The Goodes are certainly collectors of cultural objects, but you won’t find much in the way of traditional art among their collection. Most of the items on display are functional—things that serve a practical purpose. From a beautifully painted opium pipe and a brass coffee pot, to ceramic whistles and an old pair of carpet shears.
“I think we were always kind of looking for ordinary items that were beautiful—items that weren’t normally in the tourist section of the marketplace,” Jim Goode said. I don’t think we have much you would see in tourist shops in any of these countries.”
So how does such a collection come to be?
“I was a Peace Corps volunteer in Iran long ago, and I was given a number of carpets and items by friends,” Jim Goode said. “Then we were married in Iran and were given some items as gifts.

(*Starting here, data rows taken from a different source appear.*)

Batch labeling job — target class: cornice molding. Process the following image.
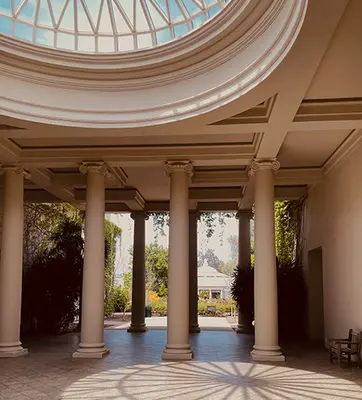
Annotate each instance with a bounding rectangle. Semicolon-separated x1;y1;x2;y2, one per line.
165;161;194;177
79;161;108;175
249;158;280;175
131;211;149;221
0;164;30;179
322;129;362;175
0;0;307;128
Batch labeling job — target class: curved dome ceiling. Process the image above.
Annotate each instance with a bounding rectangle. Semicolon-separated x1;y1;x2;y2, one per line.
0;0;230;53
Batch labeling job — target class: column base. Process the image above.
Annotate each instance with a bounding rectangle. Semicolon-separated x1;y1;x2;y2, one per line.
0;342;28;358
251;346;285;362
162;345;193;361
73;343;109;358
127;324;148;333
189;324;201;333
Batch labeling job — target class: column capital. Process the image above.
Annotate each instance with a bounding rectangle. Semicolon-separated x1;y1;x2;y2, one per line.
235;210;253;219
189;210;201;221
131;211;149;221
0;164;30;179
79;161;108;175
249;158;280;175
165;161;194;177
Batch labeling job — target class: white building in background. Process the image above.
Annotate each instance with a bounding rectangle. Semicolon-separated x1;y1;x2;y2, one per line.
197;260;231;299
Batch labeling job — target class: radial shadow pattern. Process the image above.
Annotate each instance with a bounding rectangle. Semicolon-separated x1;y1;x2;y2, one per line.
62;361;362;400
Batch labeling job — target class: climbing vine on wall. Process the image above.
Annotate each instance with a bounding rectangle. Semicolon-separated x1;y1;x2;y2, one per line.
274;198;305;264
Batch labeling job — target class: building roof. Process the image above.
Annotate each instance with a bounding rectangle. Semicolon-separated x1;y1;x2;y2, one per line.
0;0;230;53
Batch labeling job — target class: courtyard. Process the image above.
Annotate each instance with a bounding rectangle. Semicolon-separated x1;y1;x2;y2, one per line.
0;326;362;400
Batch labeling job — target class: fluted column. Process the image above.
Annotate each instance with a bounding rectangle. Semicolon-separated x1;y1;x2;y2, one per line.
0;165;28;357
162;162;193;360
128;212;148;332
251;159;285;361
236;210;252;333
189;210;200;333
73;163;109;358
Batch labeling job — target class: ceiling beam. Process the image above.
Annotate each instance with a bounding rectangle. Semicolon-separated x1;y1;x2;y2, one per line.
257;0;349;158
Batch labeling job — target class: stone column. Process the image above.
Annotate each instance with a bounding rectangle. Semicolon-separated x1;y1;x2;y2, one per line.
251;159;285;361
162;162;193;360
189;210;200;333
236;210;252;333
0;165;28;357
128;212;148;332
73;163;109;358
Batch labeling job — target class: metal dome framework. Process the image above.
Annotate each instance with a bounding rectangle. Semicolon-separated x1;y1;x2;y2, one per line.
0;0;230;53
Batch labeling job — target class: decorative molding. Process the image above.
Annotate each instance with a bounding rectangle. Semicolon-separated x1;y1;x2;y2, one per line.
79;161;109;175
249;158;280;175
0;0;308;128
165;161;194;177
211;95;277;126
235;209;253;220
293;98;362;122
0;164;30;179
322;129;362;175
131;211;149;221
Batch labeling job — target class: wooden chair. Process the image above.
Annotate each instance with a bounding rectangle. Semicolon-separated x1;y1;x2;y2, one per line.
328;329;362;367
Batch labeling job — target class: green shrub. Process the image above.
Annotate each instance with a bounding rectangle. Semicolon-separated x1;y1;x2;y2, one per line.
149;297;167;317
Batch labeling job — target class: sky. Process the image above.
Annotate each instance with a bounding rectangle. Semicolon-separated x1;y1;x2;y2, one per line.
107;214;238;283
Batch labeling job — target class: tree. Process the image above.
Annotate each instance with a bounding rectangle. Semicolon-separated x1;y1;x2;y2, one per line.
146;243;168;296
22;217;84;334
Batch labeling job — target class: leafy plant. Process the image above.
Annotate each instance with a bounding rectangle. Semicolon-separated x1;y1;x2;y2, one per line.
22;217;83;334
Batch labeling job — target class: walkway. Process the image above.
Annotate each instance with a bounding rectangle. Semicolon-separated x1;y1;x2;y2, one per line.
104;316;232;331
0;330;362;400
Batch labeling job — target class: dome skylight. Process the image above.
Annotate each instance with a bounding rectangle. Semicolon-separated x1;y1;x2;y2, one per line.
0;0;230;53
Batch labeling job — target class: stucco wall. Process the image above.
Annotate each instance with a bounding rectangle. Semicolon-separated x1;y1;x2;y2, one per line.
305;141;362;337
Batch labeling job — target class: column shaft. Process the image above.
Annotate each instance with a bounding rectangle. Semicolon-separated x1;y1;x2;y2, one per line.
251;162;285;361
189;211;200;333
73;166;109;358
128;213;147;332
162;163;192;360
0;167;28;357
236;210;251;333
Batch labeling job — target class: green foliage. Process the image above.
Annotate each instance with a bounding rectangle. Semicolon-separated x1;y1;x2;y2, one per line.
199;290;210;299
22;215;84;334
104;219;122;317
197;299;232;317
149;298;167;317
23;203;82;267
158;282;168;297
146;243;168;296
274;199;304;264
113;287;131;312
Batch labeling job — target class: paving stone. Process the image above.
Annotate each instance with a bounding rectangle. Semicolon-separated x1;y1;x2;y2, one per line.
0;330;362;400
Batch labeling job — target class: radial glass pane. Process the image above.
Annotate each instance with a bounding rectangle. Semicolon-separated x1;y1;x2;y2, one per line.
0;0;231;53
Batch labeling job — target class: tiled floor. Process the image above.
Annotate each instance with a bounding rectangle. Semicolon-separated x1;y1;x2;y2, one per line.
104;316;232;331
0;330;362;400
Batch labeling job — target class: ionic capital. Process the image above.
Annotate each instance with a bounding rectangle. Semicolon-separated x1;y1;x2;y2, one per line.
131;211;149;221
249;158;280;175
0;164;30;179
79;161;108;175
165;161;194;177
235;210;253;220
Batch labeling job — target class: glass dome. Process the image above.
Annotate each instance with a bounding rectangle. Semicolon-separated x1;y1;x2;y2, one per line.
0;0;230;53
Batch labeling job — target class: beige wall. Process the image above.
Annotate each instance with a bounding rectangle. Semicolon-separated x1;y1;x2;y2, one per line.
305;141;362;337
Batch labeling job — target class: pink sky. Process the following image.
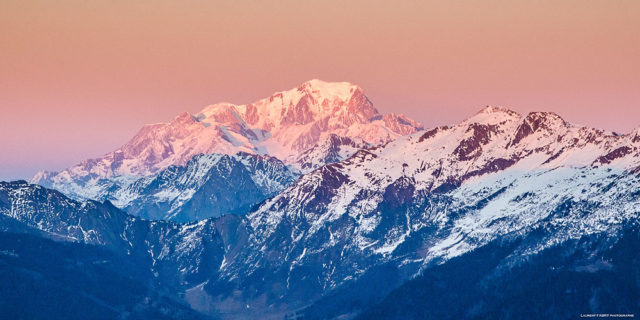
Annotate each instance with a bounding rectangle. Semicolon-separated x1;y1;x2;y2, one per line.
0;0;640;180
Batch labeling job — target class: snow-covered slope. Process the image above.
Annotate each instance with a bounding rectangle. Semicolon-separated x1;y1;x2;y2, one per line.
109;152;298;222
7;107;640;318
32;80;422;198
294;134;372;173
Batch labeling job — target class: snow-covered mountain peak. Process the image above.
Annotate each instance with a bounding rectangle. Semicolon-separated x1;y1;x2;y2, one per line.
32;80;423;197
297;79;362;101
460;106;522;126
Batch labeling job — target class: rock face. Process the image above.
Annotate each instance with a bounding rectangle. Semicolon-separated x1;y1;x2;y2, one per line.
5;107;640;319
32;80;422;199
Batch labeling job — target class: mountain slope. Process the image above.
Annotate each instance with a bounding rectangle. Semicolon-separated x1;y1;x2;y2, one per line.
106;152;298;222
358;224;640;319
7;107;640;319
32;80;422;199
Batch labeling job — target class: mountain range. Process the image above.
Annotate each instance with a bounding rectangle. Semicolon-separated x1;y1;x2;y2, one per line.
0;80;640;319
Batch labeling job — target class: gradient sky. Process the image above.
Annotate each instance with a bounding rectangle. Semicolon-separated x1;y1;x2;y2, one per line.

That’s how it all came together.”
Goode has also been a professor in the history department at Grand Valley State University since 1986, and has led study abroad programs to the Middle East. “After 50 years, inevitably you keep going back to places in the Middle East and you end up with lots of items from different countries.”
Surely a collection of this magnitude is bound to have its share of colorful anecdotes. “We have lots of stories,” Virginia Goode said. “Everything we bought meant a lot to us because it was interesting. It was people’s lives that we were interested in.”
While staying in Mashhad, Iran in 1972, the couple decided to make a trip to Herat, Afghanistan, where they traveled with a local friend of theirs who worked as a shopkeeper. As they went along from shop to shop looking for a Baluchi carpet, their friend insisted that he could find them a good price on the carpet they were after if he bargained for it on his own.
“He said ‘why don’t you just give me the money and I will buy you a very nice carpet, and I will send it across the border,’” Jim Goode said. “We gave him the money and about two months later there was a knock on the door and he had sent it across the border to Mashhad. There are lots of carpets in the exhibit but it’s one of the finer carpets there.”
The couple hopes their collection inspires people to take a closer look at the history and culture of Middle Eastern countries. “I’d like them to realize that there are ordinary people living there like us,” Virginia Goode said. “I’d like for them to have the curiosity to delve more deeply into knowledge of these countries.”
The couple’s collection will be on display at Grand Valley State University’s art gallery, located in the performing arts building on the Allendale Campus, through Oct. 27.